Well there's basically no way to leave a typical modern passenger plane once it's in the air. The doors lock in the frame from the inside and once the cabin is pressurized the pressure difference between inside and outside makes them impossible to open.

Actually there is one way - some windows on the flight deck can be opened sometimes and apparently exiting a passenger plane at traveling speed is survivable.

There's the story of British Airways Flight 5390 where the flight deck experienced a explosive decompression due to a faulty cockpit window and the captain was ejected out of the window partially, his knees got caught on the flight controls while his upper body stuck out of the window. Unable to pull him back in flight attendants held onto his legs for 20 minutes until the First Officer was able to perform a emergency landing. The pilot survived with - for what he has endured - minor injuries, he returned to flying 5 months after the incident.

[–] hateisreality@lemmy.world 2 points 21 minutes ago* (last edited 19 minutes ago) (1 children)

The crew was convinced they were holding his corpse for his widow the entire time... Nobody expected him to not only survive but fly again

[–] Lupus108@sh.itjust.works 1 points 5 minutes ago

From what I read it was more that the First Officer was worried that his body might damage flight controls or engines if they let him go. Probably both.

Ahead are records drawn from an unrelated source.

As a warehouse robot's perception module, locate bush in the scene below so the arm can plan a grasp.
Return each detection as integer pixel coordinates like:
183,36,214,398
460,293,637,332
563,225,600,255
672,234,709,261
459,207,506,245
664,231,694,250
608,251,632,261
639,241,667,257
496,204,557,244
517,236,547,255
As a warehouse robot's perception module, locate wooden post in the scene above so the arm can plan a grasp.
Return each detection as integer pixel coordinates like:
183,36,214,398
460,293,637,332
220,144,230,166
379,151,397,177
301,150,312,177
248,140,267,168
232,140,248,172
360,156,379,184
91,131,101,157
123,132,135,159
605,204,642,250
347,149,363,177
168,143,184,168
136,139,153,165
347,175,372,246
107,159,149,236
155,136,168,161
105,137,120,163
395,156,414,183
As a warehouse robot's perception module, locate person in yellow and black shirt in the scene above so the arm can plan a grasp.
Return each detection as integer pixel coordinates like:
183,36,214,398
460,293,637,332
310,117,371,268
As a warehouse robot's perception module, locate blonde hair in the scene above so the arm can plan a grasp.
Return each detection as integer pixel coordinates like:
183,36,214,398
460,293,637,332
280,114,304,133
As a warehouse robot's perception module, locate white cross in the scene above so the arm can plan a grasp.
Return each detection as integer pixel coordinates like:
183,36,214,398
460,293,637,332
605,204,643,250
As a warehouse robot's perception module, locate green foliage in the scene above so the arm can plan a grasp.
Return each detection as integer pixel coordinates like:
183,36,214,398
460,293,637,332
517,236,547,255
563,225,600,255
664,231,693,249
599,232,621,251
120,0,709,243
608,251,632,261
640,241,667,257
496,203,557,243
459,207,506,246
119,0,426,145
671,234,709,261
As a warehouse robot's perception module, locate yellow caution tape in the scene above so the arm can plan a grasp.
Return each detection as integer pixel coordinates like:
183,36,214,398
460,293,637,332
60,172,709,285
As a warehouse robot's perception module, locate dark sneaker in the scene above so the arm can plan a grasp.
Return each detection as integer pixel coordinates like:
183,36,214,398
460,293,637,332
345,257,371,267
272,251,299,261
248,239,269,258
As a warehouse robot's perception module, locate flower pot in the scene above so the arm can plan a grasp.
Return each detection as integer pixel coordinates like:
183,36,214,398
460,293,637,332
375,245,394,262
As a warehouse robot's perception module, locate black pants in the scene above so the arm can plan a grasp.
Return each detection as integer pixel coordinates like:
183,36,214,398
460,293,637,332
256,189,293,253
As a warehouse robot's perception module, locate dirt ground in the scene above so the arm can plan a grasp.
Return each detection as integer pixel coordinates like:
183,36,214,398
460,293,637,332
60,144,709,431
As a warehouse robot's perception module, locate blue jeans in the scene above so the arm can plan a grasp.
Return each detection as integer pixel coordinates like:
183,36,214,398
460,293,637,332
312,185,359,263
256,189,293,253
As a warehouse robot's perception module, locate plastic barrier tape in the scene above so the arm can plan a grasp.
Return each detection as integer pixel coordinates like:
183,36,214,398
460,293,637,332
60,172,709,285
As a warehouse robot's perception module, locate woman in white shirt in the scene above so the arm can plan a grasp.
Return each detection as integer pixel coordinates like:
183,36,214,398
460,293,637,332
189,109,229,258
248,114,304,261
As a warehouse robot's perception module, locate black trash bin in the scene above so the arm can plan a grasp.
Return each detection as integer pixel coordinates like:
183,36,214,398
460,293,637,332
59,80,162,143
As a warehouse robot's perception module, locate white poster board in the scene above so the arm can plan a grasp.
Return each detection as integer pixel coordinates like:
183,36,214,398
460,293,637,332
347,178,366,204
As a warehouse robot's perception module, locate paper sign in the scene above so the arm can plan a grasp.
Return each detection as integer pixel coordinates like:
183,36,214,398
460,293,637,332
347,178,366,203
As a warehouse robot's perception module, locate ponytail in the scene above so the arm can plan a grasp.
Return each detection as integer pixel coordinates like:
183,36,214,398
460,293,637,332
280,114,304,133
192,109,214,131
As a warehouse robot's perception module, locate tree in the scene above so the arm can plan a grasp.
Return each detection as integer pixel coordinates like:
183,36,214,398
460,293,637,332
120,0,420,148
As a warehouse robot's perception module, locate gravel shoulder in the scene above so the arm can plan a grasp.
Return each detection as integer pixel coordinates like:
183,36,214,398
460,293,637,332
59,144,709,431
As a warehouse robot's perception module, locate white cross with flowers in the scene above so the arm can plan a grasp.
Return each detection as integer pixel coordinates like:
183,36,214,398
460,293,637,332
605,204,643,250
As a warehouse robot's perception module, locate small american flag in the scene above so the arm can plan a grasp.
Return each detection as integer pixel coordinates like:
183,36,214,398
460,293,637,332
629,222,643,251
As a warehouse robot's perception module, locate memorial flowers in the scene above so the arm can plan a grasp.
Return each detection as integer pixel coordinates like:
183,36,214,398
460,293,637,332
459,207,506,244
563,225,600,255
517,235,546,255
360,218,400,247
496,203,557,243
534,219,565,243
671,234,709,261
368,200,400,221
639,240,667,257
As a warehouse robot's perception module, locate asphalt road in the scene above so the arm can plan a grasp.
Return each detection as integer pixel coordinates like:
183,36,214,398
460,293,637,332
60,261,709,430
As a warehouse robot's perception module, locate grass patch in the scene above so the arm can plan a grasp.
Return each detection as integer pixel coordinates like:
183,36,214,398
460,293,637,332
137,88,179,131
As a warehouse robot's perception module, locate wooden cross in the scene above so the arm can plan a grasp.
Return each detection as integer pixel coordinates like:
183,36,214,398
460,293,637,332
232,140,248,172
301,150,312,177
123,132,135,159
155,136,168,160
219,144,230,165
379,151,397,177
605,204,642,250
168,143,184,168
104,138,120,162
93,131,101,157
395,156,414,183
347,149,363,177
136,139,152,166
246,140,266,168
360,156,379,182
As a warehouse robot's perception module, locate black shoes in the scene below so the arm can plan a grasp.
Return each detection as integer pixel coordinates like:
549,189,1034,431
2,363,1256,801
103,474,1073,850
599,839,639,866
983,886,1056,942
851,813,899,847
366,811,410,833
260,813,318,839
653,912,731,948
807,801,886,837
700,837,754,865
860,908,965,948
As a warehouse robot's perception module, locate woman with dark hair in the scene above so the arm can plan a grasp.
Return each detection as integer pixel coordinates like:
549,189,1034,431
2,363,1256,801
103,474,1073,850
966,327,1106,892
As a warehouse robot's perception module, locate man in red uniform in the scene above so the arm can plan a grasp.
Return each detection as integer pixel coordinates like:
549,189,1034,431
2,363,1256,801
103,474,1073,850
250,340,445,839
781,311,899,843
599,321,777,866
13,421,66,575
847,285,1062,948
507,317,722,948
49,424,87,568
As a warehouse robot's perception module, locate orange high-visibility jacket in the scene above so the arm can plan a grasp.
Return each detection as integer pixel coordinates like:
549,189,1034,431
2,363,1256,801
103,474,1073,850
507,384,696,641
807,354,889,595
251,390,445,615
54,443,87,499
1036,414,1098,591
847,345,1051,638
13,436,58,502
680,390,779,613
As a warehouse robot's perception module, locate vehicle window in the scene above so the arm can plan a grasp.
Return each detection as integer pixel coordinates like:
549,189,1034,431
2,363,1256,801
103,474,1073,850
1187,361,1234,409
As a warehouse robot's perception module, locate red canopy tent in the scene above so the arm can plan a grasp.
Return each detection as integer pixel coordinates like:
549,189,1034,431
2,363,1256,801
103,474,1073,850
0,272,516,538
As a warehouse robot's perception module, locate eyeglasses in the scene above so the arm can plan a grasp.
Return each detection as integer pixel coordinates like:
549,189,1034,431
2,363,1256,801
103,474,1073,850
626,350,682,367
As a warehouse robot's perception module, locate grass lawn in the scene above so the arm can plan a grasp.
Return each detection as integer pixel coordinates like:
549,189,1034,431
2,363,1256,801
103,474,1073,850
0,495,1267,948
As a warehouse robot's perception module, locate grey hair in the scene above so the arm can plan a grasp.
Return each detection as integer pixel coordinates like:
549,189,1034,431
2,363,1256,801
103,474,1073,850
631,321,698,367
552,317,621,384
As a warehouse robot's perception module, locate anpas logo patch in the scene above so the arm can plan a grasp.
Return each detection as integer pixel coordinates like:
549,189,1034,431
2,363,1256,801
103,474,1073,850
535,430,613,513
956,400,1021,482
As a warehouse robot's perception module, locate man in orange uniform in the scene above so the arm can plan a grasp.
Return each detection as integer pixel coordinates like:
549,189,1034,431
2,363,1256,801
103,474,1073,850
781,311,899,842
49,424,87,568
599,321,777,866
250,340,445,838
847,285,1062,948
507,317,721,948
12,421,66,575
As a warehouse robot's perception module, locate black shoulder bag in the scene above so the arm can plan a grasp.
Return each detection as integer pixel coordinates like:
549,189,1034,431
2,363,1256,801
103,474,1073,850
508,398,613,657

There is a similar story from 2018 where a passenger was partially ejected from a damaged window after a critical engine failure. She got pulled back in by passengers and flight attendants but later succumbed to her injuries. Interestingly what killed her was blunt force trauma from being smashed against the outside of the cabin due to the violent nature of the explosive decompression, not the enviromental circumstances of being on the outside of a plane travelling at cruising height & speed.

Although your chances of surviving that for a prolonged time are slim at best I would say. Captain Lancaster was just very very lucky.